Which brings me to the point of this post. While I have been tutoring and lecturing for a long while now, and am very comfortable with soap-box ranting about statistics and social psychology, this year has brought me my very first honours students. Having honours students (and masters and PhD students) provides a unique opportunity to teach and mentor. In large university classes you have very limited one-on-one contact with students, but as a supervisor you become an integral part of your student’s life and learning experience. All of which has led me to think about the sort of mentor and teacher I want to be to my honours students (and eventually PhD students). Below I review some famous examples of teachers – one that I refuse to be, one that I would like to be (but probably couldn’t pull it off), and finally one that I want to be.
The teacher I refuse to be:
American Mary-Kay Letourneau, at the age of 35, became pregnant to her 13 year old student. She eventually served seven years in prison, and upon release married the student. She now frequently hosts ‘Hot For Teacher’ events in Seattle. Do I even need to comment on why I refuse to be the Mary-Kay Letourneau of the psych department?

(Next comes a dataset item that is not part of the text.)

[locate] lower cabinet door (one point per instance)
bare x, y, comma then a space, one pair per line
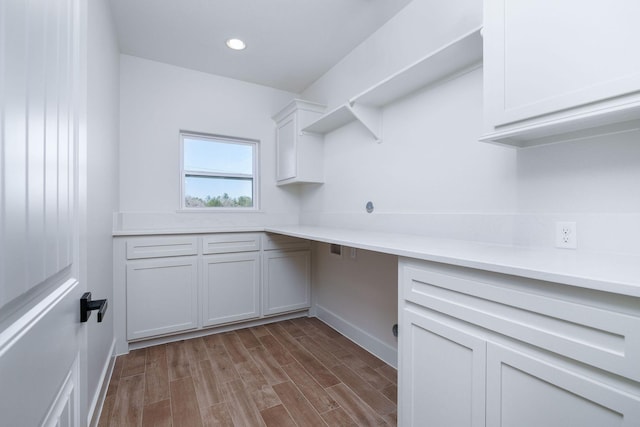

The teacher I could try and fail to be:
In ‘Dead Poet’s Society’ Robin Williams plays an inspirational teacher at a conservative boys’ school. He teaches the boys to appreciate poetry, stands on tables whilst doing so, and instructs them (a la Walt Whitman) to call him ‘O Captain, my Captain’. I want to be this teacher, and I want it bad – stirring students into a frenzied revolution of learning sounds like fun. Teachers who aim to emulate Robin Williams’ example, however, typically tend to fail spectacularly. They are met with rolling eyes, heaving sighs and general mockery. I do not necessarily abandon my hopes of being referred to as ‘Captain, my Captain’ someday, but will perhaps try for it when I become a little more eccentric in later life.
The teacher I want to be:
Finally, an example of the sort of mentor that I would like to be – that definitive teacher, Albus Dumbledore. Dumbledore (like all people) is flawed, but his influence on Harry is ultimately extremely positive. When Harry worries that his nature is inherently bad, Dumbledore says to him “It is choices Harry, that show what we truly are, far more than our abilities.” This quote has struck with me, perhaps more than any other uttered by Dumbledore (yes, I know he is imaginary). Dumbledore is profound, kind, and teaches Harry while allowing him to also grow and learn on his own. Yes, in conclusion I think that I am going to model my honours supervisory style on Dumbledore.
So… what sort of mentor are you going to be?